Circa 240 - Circa 274, Rome
Zenobia was the daughter of a Roman citizen born in what is now Syria during the third century. She claimed to be descended from Dido and Cleopatra, but those claims were never substantiated.
By 258 she had become the second wife of King Odenathus of the city-state of Palmyra. King Odenathus and his older son were assassinated in 267, leaving Zenobia to rule in the name of her young son.
Soon Zenobia was looking to expand her territories and control Roman trade routes through the eastern frontier. In 269, she and her army conquered Egypt. The Roman prefect of Egypt, Tenagino Probus, was beheaded and Zenobia declared herself Queen of Egypt.
As Rome struggled with internal conflicts, Zenobia expanded her empire through the Roman territories of Syria, Palestine, Asia Minor and Lebanon.
This alarmed the new Roman emperor Aurelian and he set out to reclaim the areas Zenobia had conquered.

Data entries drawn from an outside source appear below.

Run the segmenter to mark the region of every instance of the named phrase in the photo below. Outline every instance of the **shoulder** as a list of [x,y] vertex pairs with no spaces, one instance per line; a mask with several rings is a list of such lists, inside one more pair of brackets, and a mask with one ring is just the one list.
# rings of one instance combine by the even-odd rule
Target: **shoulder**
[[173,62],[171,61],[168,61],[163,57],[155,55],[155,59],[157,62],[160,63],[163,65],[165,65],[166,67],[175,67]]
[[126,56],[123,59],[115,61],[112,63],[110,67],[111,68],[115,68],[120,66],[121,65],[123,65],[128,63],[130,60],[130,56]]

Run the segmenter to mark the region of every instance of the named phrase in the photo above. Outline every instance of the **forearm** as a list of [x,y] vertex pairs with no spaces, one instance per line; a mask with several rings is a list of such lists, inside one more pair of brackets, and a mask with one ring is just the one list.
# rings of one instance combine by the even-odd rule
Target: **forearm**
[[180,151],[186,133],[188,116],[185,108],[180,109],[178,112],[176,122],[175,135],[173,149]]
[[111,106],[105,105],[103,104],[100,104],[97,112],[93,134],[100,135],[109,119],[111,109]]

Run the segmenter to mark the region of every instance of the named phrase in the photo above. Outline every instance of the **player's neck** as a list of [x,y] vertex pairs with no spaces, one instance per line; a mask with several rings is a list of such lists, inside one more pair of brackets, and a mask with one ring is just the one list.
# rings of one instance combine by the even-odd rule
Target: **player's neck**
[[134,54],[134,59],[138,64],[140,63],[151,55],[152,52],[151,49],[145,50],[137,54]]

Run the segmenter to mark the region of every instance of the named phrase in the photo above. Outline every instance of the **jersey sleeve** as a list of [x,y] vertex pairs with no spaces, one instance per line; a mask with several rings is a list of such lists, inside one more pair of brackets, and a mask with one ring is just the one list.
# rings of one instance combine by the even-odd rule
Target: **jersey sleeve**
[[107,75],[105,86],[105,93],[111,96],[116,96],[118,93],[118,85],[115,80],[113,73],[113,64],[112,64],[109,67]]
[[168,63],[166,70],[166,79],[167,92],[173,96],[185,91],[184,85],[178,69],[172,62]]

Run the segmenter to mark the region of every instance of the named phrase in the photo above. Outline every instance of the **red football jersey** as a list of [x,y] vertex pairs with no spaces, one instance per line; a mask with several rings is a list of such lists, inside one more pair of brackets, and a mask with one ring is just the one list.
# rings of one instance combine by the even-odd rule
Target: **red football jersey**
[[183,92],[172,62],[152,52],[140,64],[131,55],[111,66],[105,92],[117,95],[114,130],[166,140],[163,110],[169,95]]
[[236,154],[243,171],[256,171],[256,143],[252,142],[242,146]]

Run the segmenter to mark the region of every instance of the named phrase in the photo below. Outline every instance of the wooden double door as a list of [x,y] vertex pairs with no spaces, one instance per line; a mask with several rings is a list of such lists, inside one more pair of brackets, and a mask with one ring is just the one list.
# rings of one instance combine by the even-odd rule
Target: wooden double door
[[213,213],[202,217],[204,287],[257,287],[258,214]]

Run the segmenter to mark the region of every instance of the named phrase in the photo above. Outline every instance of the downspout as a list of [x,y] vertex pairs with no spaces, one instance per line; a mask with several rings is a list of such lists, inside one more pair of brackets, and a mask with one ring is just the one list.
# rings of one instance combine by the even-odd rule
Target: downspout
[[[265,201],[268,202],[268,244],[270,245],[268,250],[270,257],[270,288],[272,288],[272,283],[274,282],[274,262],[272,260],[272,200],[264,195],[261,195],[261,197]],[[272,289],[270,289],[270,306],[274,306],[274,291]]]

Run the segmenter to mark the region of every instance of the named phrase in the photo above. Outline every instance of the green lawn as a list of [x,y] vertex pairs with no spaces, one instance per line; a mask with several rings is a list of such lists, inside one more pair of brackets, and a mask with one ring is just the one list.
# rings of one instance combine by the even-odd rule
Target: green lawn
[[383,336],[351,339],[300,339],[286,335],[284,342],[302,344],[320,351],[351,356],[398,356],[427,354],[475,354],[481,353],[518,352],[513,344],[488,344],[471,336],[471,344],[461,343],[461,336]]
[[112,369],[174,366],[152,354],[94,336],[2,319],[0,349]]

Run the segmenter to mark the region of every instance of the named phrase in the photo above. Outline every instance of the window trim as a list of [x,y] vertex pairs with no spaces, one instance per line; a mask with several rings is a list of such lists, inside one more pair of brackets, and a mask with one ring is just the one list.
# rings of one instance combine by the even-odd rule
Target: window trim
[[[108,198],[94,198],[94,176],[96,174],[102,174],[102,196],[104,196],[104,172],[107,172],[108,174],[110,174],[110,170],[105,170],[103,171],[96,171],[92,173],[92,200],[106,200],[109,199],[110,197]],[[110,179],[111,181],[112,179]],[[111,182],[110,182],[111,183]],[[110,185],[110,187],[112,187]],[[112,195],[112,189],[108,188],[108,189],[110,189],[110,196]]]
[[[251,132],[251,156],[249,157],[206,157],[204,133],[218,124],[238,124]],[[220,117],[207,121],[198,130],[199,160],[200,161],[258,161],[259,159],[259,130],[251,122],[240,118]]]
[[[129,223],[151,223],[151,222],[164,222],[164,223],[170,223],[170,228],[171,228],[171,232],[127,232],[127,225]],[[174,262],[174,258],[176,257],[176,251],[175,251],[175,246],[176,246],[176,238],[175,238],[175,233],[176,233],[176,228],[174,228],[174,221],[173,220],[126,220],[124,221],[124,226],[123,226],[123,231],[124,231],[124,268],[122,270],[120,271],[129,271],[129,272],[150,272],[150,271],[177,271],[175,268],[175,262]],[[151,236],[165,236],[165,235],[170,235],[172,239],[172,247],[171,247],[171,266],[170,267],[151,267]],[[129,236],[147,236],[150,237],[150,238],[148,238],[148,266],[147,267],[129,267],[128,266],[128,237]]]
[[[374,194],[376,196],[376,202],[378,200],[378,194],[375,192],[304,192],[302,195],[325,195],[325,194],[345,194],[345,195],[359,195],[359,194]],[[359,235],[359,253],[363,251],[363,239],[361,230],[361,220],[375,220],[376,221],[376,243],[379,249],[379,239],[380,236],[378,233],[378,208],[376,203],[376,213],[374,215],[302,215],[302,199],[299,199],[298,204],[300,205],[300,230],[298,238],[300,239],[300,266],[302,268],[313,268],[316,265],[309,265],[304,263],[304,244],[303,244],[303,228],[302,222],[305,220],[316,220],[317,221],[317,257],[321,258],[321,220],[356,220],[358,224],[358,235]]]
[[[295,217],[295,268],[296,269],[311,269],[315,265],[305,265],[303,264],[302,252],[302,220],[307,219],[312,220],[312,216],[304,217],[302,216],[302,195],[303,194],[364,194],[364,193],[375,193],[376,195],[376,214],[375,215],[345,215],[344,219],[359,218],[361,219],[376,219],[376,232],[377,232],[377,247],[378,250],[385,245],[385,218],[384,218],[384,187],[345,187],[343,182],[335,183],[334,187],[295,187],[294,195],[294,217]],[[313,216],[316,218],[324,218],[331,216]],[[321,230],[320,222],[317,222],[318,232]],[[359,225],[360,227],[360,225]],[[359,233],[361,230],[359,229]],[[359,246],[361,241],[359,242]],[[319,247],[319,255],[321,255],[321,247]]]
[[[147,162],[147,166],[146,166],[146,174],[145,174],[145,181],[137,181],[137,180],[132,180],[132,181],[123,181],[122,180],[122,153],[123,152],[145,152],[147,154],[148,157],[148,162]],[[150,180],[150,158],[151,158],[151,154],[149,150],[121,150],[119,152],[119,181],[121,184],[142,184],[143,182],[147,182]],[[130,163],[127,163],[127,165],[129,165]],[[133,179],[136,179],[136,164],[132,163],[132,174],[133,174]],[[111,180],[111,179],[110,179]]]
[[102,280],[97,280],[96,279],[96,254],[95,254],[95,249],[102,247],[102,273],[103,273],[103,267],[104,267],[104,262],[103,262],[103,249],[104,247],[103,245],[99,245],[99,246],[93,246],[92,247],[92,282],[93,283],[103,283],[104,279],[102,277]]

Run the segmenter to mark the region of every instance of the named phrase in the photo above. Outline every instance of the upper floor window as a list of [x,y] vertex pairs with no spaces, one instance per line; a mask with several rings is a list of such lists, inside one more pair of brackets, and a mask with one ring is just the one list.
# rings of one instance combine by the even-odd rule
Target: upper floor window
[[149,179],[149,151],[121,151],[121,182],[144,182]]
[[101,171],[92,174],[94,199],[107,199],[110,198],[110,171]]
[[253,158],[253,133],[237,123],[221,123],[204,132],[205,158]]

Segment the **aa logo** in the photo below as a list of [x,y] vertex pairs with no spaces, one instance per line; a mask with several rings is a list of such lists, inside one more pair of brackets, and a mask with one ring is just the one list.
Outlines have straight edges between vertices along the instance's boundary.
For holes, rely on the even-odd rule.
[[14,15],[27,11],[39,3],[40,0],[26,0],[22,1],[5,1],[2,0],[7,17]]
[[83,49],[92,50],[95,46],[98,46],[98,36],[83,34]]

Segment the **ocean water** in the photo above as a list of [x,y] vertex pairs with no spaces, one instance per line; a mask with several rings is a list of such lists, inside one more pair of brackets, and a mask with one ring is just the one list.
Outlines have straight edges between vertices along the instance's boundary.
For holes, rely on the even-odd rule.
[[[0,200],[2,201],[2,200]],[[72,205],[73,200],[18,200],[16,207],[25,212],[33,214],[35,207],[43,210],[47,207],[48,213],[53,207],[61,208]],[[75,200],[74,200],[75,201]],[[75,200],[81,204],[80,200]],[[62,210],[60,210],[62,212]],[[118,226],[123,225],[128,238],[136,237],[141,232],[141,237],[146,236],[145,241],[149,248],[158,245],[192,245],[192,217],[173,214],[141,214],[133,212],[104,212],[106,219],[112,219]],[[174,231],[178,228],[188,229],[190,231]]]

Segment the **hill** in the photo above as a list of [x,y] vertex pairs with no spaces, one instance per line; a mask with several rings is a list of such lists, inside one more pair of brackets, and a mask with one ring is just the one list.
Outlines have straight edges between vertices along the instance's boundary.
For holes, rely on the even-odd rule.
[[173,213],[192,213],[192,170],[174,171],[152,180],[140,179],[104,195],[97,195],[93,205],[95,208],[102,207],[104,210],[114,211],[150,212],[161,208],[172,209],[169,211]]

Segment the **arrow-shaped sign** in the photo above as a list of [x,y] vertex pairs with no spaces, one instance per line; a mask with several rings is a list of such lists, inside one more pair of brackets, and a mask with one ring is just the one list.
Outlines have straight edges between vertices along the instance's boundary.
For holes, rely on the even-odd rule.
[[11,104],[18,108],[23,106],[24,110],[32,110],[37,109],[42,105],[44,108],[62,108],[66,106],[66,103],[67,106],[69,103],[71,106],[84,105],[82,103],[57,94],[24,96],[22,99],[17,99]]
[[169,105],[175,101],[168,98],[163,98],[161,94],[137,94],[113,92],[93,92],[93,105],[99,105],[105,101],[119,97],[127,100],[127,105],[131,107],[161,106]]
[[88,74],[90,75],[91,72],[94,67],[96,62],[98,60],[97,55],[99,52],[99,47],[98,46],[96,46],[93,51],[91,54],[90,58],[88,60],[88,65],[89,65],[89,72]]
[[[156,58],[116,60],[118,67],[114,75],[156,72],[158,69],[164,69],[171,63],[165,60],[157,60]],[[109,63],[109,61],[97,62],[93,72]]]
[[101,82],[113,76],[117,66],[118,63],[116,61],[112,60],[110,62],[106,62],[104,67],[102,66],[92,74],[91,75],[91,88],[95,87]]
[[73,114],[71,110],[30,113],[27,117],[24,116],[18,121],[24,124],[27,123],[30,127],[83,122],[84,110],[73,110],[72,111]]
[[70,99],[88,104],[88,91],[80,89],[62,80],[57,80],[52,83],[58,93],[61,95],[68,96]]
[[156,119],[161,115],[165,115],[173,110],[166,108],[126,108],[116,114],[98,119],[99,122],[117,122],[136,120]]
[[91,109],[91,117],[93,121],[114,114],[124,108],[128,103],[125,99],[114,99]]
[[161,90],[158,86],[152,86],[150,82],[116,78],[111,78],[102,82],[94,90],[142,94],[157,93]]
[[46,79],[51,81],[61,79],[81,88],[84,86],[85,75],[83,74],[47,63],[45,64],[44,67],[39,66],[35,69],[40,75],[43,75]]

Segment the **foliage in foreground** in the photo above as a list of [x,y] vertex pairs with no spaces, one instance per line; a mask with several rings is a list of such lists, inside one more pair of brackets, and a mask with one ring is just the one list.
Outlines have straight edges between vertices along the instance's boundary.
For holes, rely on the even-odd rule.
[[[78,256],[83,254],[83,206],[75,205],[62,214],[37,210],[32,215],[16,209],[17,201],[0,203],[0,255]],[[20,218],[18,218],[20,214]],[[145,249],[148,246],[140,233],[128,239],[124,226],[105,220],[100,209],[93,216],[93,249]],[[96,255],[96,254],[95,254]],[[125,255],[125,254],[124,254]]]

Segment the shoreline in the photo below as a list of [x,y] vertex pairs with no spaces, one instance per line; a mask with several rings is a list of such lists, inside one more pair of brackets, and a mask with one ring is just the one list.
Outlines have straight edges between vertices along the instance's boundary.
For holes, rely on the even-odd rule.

By 274, Zenobia had been defeated and she was a prisoner of the Roman Empire. Reports say she appeared in golden chains in Aurelian’s triumphant military parade through Rome.
No one is quite sure what happened to Zenobia in the end. Some say she was beheaded, some say she committed suicide and some say that Aurelian was so impressed by her that he pardoned her, allowing her to live out her days as a Roman socialite.